Temat: Pytanie "debila"
WitamPozwoliłem sobie tak zatytułować temat, gdyż tak ostatnio nazywa się osoby, które wzięły kredyt we frankach. Są jeszcze cwaniacki, nieuki, drudzy górnicy itp. itd.
Wracając jednak do dręczących mnie pytań.
1. Mam nadzieję, że można ujawniać takie dane ale bez nich nie otrzymam według mnie konkretnej odpowiedzi. Wziąłem w 2008 kredyt na 150tyś franków (w złotówkach to miało być 340 tyś) na 30 lat, równe raty. Teraz przy oprocentowaniu 1,66% mam do spłacenia kapitału 366,34 i 173,45 odsetek, co daje łącznie 539,79 franków. I teraz jak by pytanie brzmi czy jest to „odpowiednia” kwota. Nie mam za bardzo jak tego porównać. Mogę tylko napisać, że moje zdziwienie/złość wynika z tego, że znajomy, który wziął w złotówkach (czyli oprocentowanie wyższe) kwotę zbliżoną, spłaca ratę (jeszcze przed wpisem do hipoteki) niższa niż ja do czasu franka za 3,5. Dodatkowo wyczytałem gdzieś w szumnych ostatnio artykułach, że rata do czasu skoku z zeszłego tygodnia kredytu we frankach dla kredytu 300tyś zł była w wysokości raptem 1000zł więc skok nawet 500zł nie powinien tak zaboleć frankowców. Dziwne bo u mnie było to prawie 1900zł.

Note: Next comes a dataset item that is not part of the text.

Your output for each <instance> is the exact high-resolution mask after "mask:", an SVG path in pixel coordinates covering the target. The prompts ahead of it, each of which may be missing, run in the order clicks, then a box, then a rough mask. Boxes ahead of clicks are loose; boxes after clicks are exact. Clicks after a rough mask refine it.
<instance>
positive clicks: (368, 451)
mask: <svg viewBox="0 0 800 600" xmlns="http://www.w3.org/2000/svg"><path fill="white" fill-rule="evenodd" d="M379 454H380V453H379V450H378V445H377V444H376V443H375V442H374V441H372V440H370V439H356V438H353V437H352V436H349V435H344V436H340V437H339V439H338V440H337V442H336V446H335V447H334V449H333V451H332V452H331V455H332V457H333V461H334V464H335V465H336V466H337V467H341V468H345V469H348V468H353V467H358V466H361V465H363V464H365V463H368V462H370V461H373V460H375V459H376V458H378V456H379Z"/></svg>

2. Drugie pytanie już kiedyś padło ale dalej nie rozumiem, zwłaszcza do kolejnego artykułu jaki zacytuje. Mam raty równe. Tak więc jak kiedyś płaciłem np. 200 kapitału i 300 odsetek tak po obniżeniu oprocentowania mam więcej spłacania kapitału a mniej odsetek. Kolejny strzał w stopę dla mnie bo nic mi się nie zmienia oprócz tego, że teraz „szybciej” spłacam kredyt. I teraz ten cytat: „…Gdyby banki stosowały stopę bazową o ujemnych wartościach, sytuacja kredytobiorców z powodu katastrofalnego wzrostu kursu franka nie uległaby aż takiemu pogorszeniu, z jakim mamy do czynienia. Jeżeli stopa LIBOR CHF będzie na poziomie -1 proc., a kredyt ma marżę 1 proc., to tak naprawdę powinniśmy spłacać tylko kapitał (bank nie zarabia odsetek). Przy kredycie 30-letnim we frankach odsetki w pierwszych latach stanowią nawet ponad ok. 30 proc. raty równej (annuitetowej). W związku z tym wzrost franka mógłby zostać zrównoważony ujemną stopą procentową, czyli frank po 4,5 zł nie byłby taki straszny. Jest to prosty sposób, by klienci nie byli w 100 proc. poszkodowani wzrostem kursu franka. Tyle że bank musi chcieć się po ten sposób schylić…”. Jakoś patrząc na mój przypadek nie widzę takiej opcji, że teraz spłacam tylko 366 franków a odsetek 0. Będzie pewnie 539 franków kapitału i 0 odsetek. Oczywiście pomijając, że pewnie mój bank nie uznaje ujemnych stóp.